Afin d’améliorer l’organisation de la sortie d’hospitalisation des patients de manière à minimiser les ruptures de parcours et les réadmissions non programmées, la Haute Autorité de santé (HAS) vient de diffuser une check-list. Cet “outil d’apprentissage et de formation” est structuré autour de trois axes, informe l’agence sur son site. Il s’agit premièrement de repérer dès l’entrée des facteurs de risque de réhospitalisation afin de pouvoir planifier des interventions spécifiques destinées à les réduire. Deuxièmement, la check-list porte une attention particulière à l’information du patient et la continuité de la prise en charge avec les soins primaires. Ce qui se traduit par le document de sortie. Troisièmement, l’outil s’attache à une logistique de sortie appropriée.

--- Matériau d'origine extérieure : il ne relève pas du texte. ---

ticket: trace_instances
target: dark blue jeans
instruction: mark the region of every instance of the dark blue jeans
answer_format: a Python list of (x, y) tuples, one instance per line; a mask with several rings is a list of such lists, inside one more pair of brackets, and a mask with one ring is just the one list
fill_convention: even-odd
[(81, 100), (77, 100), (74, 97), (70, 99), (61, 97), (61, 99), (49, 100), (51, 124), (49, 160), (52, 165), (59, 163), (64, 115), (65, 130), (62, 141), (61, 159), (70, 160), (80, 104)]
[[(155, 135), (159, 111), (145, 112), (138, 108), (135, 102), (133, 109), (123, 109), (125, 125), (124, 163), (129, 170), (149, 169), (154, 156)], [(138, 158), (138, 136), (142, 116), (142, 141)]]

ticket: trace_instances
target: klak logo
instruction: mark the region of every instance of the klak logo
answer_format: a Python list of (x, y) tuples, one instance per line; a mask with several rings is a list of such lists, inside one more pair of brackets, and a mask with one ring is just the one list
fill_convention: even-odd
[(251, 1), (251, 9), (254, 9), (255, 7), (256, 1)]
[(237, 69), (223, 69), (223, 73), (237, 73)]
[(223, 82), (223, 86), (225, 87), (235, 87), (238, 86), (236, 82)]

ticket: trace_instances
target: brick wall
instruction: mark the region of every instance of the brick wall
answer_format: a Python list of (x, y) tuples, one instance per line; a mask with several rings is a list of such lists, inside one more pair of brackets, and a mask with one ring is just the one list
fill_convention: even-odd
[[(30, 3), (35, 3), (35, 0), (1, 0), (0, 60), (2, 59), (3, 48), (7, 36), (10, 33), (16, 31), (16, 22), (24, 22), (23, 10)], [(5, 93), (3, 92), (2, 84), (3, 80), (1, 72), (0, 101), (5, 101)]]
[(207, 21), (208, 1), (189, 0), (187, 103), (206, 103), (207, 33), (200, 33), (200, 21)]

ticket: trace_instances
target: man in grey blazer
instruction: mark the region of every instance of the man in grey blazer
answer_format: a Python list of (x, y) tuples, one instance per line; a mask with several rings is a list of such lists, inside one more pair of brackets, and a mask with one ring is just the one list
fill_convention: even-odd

La check-list de sortie d’hospitalisation comprend des items à cocher (dix-huit avec trois cases de réponse, oui, non ou non applicable) en fonction des risques identifiés pour chaque patient. La HAS propose aussi des outils complémentaires pour identifier ces facteurs de risques de réhospitalisationet établir de façon simplifiée un bilan social des patients. Dans son guide d’utilisation, l’agence précise que son appropriation “ne doit pas nécessairement être exhaustive. Néanmoins plusieurs critères sont incontournables.” Ainsi la check-list est vérifiée “dans les heures qui précèdent le départ du patient, de façon rétrospective au séjour hospitalier“. Elle le sera avec le patient, de préférence. Et doit être insérée dans le dossier du patient.
Dans sa note méthodologique et synthèse documentaire préalable à la mise en place de cet outil, la HAS souligne qu’une telle check-list “générique” peut être personnalisée en fonction des différentes maladies dont souffre le patient. Et d’indiquer avoir opérer une sélection des items discriminante pour une meilleure adaptabilité aux différentes structures hospitalières et aux particularités de prise en charge. Le résultat se destine ainsi autant aux établissements de santé MCO qu’aux structures SSR, de santé mentale ou aux services de soins de longue durée (SLD). Enfin, elle ne concerne pas les mutations ou transferts d’établissement vers un autre établissement du même type.